In the past, IDA estimated that at least 35% of outdoor light is wasted. In the United States, this was estimated to cost at least three billion US dollars annually. But this estimate predates the transition to energy-efficient LED lighting fixtures, so what is the current estimate? Has the use of more efficient lighting fixtures led to lasting energy savings? There is growing evidence of a classic “rebound effect” whereby as light becomes cheaper, we use more of it.1
We have updated and confirmed our earlier findings using recent research and publicly available datasets. Our overall approach and sources are described below.
Globally, scientists estimated that light emissions from the continents represents 250,00 gigawatt-hours of energy. This adds up to at least $50 billion in energy costs. It is equivalent to at least 1% of world emissions of greenhouse gasses.
Using the same methodology, the losses from the United States alone are estimated at $4.5 billion.
Source: A 2021 study by Alejandro Sánchez de Miguel’s 2021 estimated global trends in midnight power emissions of the world’s continents and nation-states.2 Assuming an average price of 0.29298 €/kWh (akin to Europe-wide prices in 2021), the energy cost could be as much as $81.46 billion. i.e [amount of energy] x [cost/unit amount of energy] = total cost.
Because energy is generally more costly in Europe, we used $50 billion US dollars as a conservative estimate. With the surge in the cost of energy dating to the later half of 20213 and further exacerbated by the Russian invasion of Ukraine in March 2021, this estimate is already out of date, and an underestimate.
Limitations: This estimate is based on the light that reaches the VIIRS satellite. Because the VIIRS satellite only sees a portion of the spectrum of light, it is an underestimate of the total losses due to light pollution. It also does not account for the other aspects of light pollution, such as unnecessary lighting.
In the United States, the Department of Energy regularly reviews the status of the conversion to solid-state lighting technology, like LEDs. In 2015, the US Department of Energy4 estimated that indoor and outdoor lighting accounted for 15 percent of global electricity consumption and 5 percent of worldwide greenhouse gas emissions. Since then, there has been a significant investment in LED lighting to reduce energy savings.

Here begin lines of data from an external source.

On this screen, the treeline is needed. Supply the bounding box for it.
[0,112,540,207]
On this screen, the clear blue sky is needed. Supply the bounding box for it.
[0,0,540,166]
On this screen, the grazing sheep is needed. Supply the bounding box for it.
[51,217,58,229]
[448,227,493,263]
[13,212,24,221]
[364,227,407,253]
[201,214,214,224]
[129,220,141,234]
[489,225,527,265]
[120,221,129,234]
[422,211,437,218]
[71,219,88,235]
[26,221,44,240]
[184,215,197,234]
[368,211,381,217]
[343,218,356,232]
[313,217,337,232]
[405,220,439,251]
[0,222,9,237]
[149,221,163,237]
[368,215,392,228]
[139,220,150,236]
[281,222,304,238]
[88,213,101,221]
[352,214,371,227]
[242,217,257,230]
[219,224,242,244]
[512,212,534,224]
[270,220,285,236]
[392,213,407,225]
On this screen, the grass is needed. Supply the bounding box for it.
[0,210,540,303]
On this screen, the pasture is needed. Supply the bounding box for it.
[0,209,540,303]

In the 2022 Solid State Lighting Report, the Department of Energy estimates that total energy savings of $15.4 billion annually in 2035 can be achieved by transitioning outdoor lights to energy efficient LEDs and using control systems that dim lights or turn them off when not needed. They estimate that savings of up to 40% are possible by using smart controls5. The DOE estimates savings due to controls—which tend to reduce light pollution through dimming and turning fixtures off when not in use— of $3.4 bn per year by 2035, assuming 75% market penetration. We were unable to assess the modeled dimming schedule and overall light levels. Anecdotally, many cities are lighting at many times the recommended levels, and hence these estimates are likely conservative.
Source: Department of Energy, 2015 blog [link]; Department of Energy, Energy Savings Forecast of SSL in General Illumination Activities, December 2019 [link]; Department of Energy, 2022 SSL Lighting R&D Opportunities, February 2022 [link].
Limitations: The total savings of $15.4 billion assume all outdoor fixtures transition towards energy-efficient LED fixtures and that 75% of them are on controls. We have successful LED streetlight conversions, such as Tucson, Arizona. Through careful planning, the City reduced light emissions by 7% and realized annual savings of $2.16 m
The Department of Energy 2022 SSL Lighting R&D Opportunities report goes on to state that,
“Analyses have shown that only a small fraction of light—well under 1%—generated by luminaires reaches an occupant’s eye.”
While this is a theoretical approach, it does illustrate the potential for future savings through the efficient application of outdoor light at night.